Говоря проще, мне стало страшно. Страшно, что мы утонем, как «Лузитания», страшно приехать в Америку и не найти там того, ради чего я приехала… Я даже не знаю, ради чего именно. Это ужасная и унизительная правда. И мне жаль, что я не нашла в себе силы написать тебе сразу, а только послала короткую телеграмму. Я не знала, что говорить. Я не хотела писать до тех пор, пока не смогу сказать что-то внятное, и я по-прежнему не уверена, что смогу.
Я знаю, ты во мне разочарована. Но поверь мне, я сама разочарована в себе гораздо сильнее. Я так злилась на Джеймса, что он испугался идти на войну и заглянуть в лицо смерти, а сама не смогла сесть на корабль.

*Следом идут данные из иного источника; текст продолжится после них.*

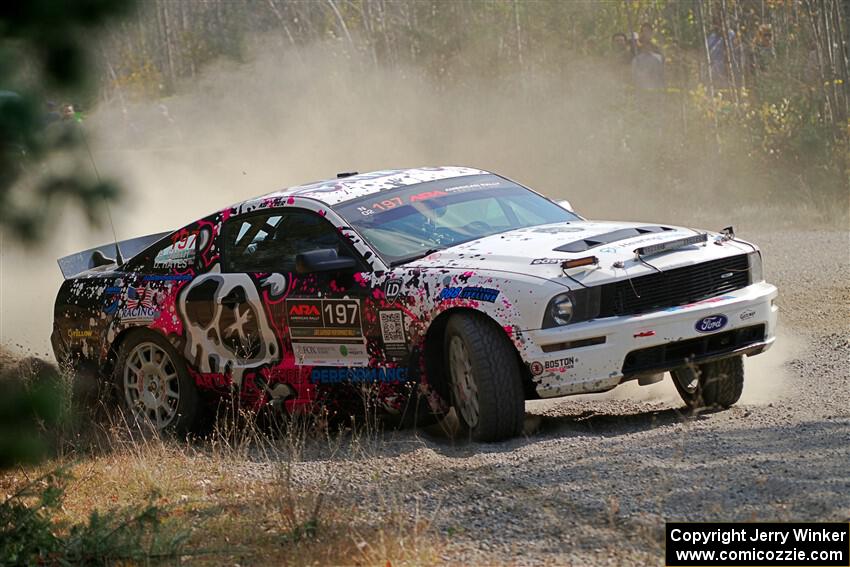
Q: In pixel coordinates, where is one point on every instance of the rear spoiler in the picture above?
(104, 255)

Я ужасно устала, Бет. Сейчас я пойду спать и продолжу письмо уже утром.
Кажется, каждый раз, когда я думаю, что все устроится, и в жизни какое-то время не будет никаких изменений, что-то непременно меняется. То, чего я боюсь больше всего, в итоге все-таки не происходит, но происходит что-то другое.
Я не хочу забегать вперед. Я все объясню, просто я устаю даже от того, что сижу и пишу.
По прошествии месяца после той злополучной поездки в Саутгемптон я ходила повсюду словно одурманенная. Конечно, родители были довольны, что я дома, а не где-то на другом конце света, с тобой. Но больше всего им хотелось, чтобы я была счастлива, и мама почти каждый день приходила ко мне в комнату, гладила меня по голове, болтала о том о сем и пыталась хоть чем-то меня заинтересовать. Она опять начала приглашать в дом друзей – поиграть в карты и на обеды – и проявляла живой интерес к бизнесу, изучала бухгалтерские книги и просила папу подробно рассказывать ей о том, как проходят его дни в конторе.